Cultura e società

Attacco alla cucina italiana

Il "Financial Times" rilancia le tesi di un prof mantovano: "Tradizioni inventate. Panettone industriale, pizza e carbonara sono made in Usa"

Attacco alla cucina italiana

Tradizioni inventate, piatti di importazione, storytelling un po' di comodo. Tutto quello che non avreste mai voluto sentire sulla cucina italiana lo ha scritto giorni il Financial Times. Voi penserete: so' americani, sono convinti che sulla pizza ci stia bene l'ananas e adorano le fettuccine Alfredo. E invece no. A spifferare certe controverse teorie sulla cucina che proprio qualche giorno fa è stata candidata a patrimonio immateriale dell'umanità è un italiano che vive in Italia, lavora in Italia e mangia in Italia: Alberto Grandi, mantovano come i tortelli di zucca e la sbrisolona. Grandi, che è insegna Storia delle Imprese all'Università di Parma, si è attirato più contumelie di Jorginho quando sbagliò i due rigori che lasciarono gli azzurri fuori dal mondiale del Qatar, ma almeno quello è mezzo brasiliano. «Stanno creando un clima infamante contro i prodotti italiani», scrive l'ex ministro dell'Agricoltura, il leghista Gian Marco Centinaio. «Chi ci accusa di gastronazionalismo forse è soltanto invidioso dei nostri successi», contrattacca il sottosegretario al ministero dell'Agricoltura Luigi D'Eramo. «Un attacco ingiustificato e inaccettabile, ma è soprattutto privo di qualsiasi fondamento», nota la presidentessa di Unimpresa Giovanna Ferrara. Di articolo «surreale», ispirato «da una vecchia pubblicazione di un autore italiano che potrebbe far sorridere, se non nascondesse preoccupanti risvolti di carattere economico e occupazionale», parla invece Coldiretti.

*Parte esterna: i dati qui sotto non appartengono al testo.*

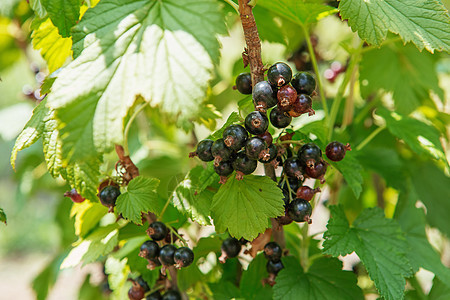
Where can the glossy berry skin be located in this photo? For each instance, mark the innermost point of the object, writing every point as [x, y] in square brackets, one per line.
[171, 295]
[254, 148]
[335, 151]
[108, 195]
[299, 210]
[235, 136]
[166, 255]
[279, 119]
[244, 83]
[304, 83]
[263, 95]
[231, 247]
[293, 168]
[157, 231]
[279, 74]
[273, 267]
[309, 154]
[183, 257]
[273, 251]
[149, 250]
[256, 123]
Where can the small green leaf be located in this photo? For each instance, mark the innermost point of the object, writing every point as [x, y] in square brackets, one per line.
[424, 22]
[379, 243]
[324, 280]
[244, 207]
[140, 197]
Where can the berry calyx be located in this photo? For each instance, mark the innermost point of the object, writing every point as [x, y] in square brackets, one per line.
[183, 257]
[157, 231]
[300, 210]
[244, 83]
[235, 136]
[279, 74]
[203, 150]
[108, 196]
[256, 123]
[263, 96]
[279, 119]
[335, 151]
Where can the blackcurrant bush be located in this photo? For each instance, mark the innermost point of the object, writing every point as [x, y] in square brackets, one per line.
[304, 83]
[220, 151]
[286, 96]
[306, 193]
[273, 251]
[335, 151]
[256, 123]
[300, 210]
[166, 255]
[273, 267]
[157, 231]
[235, 136]
[203, 150]
[293, 168]
[244, 83]
[279, 74]
[256, 148]
[149, 249]
[309, 154]
[108, 196]
[263, 96]
[183, 257]
[279, 119]
[243, 165]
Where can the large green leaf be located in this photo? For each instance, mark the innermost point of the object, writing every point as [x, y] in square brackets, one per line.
[424, 22]
[244, 207]
[140, 197]
[324, 280]
[161, 50]
[379, 243]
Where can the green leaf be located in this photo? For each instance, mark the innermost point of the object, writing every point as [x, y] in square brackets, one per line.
[118, 47]
[324, 280]
[379, 243]
[140, 197]
[244, 207]
[412, 75]
[423, 22]
[54, 48]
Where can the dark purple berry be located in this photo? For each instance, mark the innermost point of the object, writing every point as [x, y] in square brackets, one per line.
[263, 95]
[256, 123]
[309, 154]
[166, 255]
[235, 136]
[244, 83]
[279, 119]
[149, 249]
[335, 151]
[157, 231]
[304, 83]
[279, 74]
[183, 257]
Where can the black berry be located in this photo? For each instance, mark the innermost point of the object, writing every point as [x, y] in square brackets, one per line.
[304, 83]
[157, 231]
[279, 74]
[335, 151]
[149, 249]
[263, 95]
[256, 123]
[183, 257]
[244, 83]
[300, 210]
[235, 136]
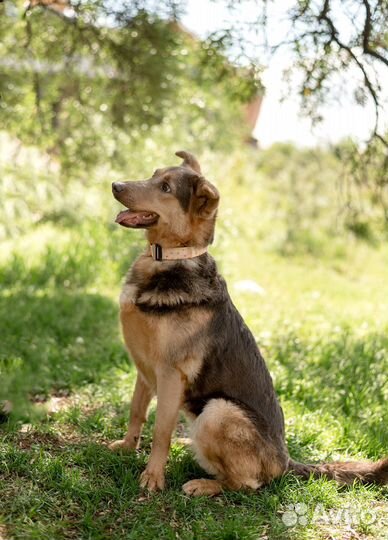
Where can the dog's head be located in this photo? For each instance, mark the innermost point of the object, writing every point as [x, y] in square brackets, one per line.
[176, 205]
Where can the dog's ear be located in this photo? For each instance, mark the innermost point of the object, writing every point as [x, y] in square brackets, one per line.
[189, 160]
[206, 198]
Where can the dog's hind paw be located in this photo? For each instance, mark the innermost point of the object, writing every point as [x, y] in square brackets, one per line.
[202, 486]
[121, 446]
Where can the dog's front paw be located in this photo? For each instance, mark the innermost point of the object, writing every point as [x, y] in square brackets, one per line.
[122, 445]
[152, 480]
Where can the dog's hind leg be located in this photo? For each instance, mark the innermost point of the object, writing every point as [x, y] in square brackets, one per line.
[228, 446]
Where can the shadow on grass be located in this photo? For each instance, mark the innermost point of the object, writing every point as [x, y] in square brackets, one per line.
[84, 490]
[56, 339]
[340, 376]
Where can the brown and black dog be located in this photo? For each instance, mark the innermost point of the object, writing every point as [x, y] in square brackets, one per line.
[193, 350]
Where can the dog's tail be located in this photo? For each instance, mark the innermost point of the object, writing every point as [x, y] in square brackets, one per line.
[345, 472]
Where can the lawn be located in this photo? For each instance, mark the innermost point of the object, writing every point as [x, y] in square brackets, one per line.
[320, 319]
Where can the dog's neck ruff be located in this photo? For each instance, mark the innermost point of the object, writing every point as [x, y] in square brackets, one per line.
[159, 253]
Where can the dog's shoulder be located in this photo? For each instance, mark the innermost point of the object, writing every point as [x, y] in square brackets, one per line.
[173, 286]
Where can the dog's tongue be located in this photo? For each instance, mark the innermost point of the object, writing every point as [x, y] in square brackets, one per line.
[133, 219]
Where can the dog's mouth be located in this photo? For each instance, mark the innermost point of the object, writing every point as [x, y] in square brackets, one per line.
[136, 220]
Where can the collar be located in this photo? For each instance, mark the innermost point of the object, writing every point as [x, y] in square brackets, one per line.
[175, 254]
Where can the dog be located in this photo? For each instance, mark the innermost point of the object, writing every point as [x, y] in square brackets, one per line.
[193, 350]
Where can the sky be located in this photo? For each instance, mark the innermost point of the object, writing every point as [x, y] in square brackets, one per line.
[281, 120]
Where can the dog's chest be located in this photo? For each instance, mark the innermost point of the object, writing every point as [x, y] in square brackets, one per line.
[154, 340]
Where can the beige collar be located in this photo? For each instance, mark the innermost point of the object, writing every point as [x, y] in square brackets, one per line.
[175, 254]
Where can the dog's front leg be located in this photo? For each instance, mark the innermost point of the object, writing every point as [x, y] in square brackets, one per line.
[139, 405]
[169, 396]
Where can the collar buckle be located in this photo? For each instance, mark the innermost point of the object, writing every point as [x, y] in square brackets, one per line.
[157, 252]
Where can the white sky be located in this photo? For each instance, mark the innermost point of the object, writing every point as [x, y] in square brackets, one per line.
[282, 121]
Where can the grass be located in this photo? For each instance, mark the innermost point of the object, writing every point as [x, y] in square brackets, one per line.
[321, 321]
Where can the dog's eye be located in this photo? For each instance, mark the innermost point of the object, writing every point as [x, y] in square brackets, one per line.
[165, 187]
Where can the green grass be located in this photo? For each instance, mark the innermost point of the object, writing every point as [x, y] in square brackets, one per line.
[321, 321]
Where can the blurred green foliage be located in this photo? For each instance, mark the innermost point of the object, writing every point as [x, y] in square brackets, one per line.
[87, 87]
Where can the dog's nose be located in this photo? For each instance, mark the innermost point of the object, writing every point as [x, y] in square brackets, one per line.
[117, 187]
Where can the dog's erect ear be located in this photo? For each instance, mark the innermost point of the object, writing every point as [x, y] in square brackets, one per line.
[207, 198]
[189, 160]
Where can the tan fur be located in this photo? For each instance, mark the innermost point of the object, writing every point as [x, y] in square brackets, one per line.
[227, 445]
[169, 350]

Ma che cosa ha detto il signor Grandi, ohibò? Va detto che già il titolo dell'articolo, che è una lunga intervista firmata Marianna Giusti, è già un «acchiappaclick»: «Tutto quello che io, un italiano, sapevo sul cibo italiano è sbagliato». Va detto che Grandi è noto per un libro (poi diventato podcast), DOI - Denominazione d'Origine Inventata, in cui si diverte a smontare falsi miri sulla cucina italiana, con stile ironico e brillante. Divertente ma innocuo. Ma non appena Grandi ha varcato il confine, apriti cielo.

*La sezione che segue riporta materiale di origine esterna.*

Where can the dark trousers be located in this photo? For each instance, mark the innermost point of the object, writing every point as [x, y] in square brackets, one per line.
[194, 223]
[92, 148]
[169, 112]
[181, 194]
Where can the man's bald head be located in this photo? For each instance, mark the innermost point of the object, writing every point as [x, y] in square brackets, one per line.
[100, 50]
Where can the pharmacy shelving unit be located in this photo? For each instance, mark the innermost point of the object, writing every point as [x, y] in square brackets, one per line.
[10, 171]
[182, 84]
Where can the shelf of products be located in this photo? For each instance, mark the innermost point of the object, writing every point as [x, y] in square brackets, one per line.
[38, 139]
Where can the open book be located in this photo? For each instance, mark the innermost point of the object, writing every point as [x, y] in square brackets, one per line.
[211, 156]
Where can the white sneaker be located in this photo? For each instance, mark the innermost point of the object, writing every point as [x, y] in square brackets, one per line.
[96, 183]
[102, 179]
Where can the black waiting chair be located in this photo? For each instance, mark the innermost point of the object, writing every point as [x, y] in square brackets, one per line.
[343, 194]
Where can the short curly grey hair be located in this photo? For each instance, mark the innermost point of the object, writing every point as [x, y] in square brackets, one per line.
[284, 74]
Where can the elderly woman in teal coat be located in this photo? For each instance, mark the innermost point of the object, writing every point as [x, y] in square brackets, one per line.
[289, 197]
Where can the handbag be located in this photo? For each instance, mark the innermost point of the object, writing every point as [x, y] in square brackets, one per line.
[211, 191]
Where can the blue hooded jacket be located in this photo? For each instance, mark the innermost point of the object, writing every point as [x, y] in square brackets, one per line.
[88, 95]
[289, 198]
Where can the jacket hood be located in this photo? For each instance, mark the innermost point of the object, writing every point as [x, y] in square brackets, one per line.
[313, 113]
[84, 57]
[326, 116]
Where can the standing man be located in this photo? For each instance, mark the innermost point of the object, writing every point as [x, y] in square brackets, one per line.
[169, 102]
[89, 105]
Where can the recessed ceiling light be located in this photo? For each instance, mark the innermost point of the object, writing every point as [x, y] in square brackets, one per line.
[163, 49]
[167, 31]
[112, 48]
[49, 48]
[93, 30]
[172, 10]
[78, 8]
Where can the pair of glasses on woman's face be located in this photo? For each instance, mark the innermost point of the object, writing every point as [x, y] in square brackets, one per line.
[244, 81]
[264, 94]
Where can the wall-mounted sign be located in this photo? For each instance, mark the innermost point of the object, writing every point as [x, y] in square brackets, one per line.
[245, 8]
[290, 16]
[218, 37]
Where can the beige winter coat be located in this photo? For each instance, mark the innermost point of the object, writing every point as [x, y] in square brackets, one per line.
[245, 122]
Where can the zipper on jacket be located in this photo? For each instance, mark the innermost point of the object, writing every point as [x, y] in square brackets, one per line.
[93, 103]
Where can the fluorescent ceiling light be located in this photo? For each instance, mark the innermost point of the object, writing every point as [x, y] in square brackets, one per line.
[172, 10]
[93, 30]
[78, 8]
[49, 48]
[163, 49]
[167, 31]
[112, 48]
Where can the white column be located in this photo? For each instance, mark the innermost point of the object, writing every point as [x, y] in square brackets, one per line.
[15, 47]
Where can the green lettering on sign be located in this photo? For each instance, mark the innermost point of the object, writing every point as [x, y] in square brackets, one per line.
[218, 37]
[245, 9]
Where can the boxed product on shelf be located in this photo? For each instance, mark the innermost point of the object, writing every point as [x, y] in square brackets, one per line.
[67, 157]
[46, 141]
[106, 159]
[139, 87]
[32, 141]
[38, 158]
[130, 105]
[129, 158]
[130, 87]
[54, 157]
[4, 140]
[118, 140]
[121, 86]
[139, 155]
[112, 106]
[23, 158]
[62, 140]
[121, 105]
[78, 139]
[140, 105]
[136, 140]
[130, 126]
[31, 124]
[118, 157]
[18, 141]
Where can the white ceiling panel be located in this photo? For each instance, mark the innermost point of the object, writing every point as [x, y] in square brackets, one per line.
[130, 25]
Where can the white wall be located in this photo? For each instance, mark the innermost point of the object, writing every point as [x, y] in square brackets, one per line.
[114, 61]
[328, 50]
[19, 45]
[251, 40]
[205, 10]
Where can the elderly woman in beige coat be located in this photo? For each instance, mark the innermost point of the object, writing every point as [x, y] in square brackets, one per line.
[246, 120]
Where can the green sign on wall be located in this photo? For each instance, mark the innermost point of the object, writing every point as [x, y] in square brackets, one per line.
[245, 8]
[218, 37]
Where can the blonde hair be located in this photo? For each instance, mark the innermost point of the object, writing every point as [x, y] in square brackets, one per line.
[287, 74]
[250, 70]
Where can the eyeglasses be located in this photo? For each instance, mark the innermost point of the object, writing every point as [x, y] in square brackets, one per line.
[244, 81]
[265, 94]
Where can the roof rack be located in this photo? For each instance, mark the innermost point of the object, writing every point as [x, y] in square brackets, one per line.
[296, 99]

Grandi è un marxiano (e anche un po' un marziano). Segue le teorie dello storico Eric Hobsbawm, secondo cui «quando una comunità si trova priva di un proprio senso di identità a causa di un qualche shock o frattura con il suo passato, inventa tradizioni come atto fondativo di un mito». E questo avrebbe fatto l'Italia nel secondo dopoguerra, negli anni in cui la miseria lasciò il posto a un travolgente benessere. Partiamo dal panettone: è un'invenzione industriale di Angelo Motta, che un secolo fa nobilitò un dolce fino ad allora più triste e misero, mangiato dai poveri e senza nessun legame con il Natale. E oggi pasticcieri e chef si sfidano a colpi di panettoni artigianali venduti a 45 euro al chilo. Il Tiramisu? È creazione recente, «il mascarpone si trovava con difficoltà fuori da Milano prima degli anni Sessanta». Il Parmigiano? «È antico, ma fino agli anni Sessanta le forme pesavano appena 10 kg e la pasta era più grassa e morbida di adesso», più simile (orrore!) al Parmesan prodotto in Wisconsin. E ce n'è anche per la pizza, che sarebbe un'invenzione americana. Il primo ristorante che serviva solo pizza fu aperto a New York nel 1911, in Italia nel dopoguerra non c'erano pizzerie a parte Napoli. In fondo un po' la stessa storia della Carbonara, nata unendo gli ingredienti a disposizione delle truppe americane giunte in Italia: uova, bacon, formaggio e panna. Poi diventati guanciale, pecorino romano, pepe e ancora uiva. Ma fino agli anni Cinquanta i ricettari italiani recavano un'incredibile varietà di ricette per il piatto che più stimola il dogmatismo culinario nazionale.

Comunque: se la cucina italiana è una tradizione inventata, è la più bella invenzione che c'è.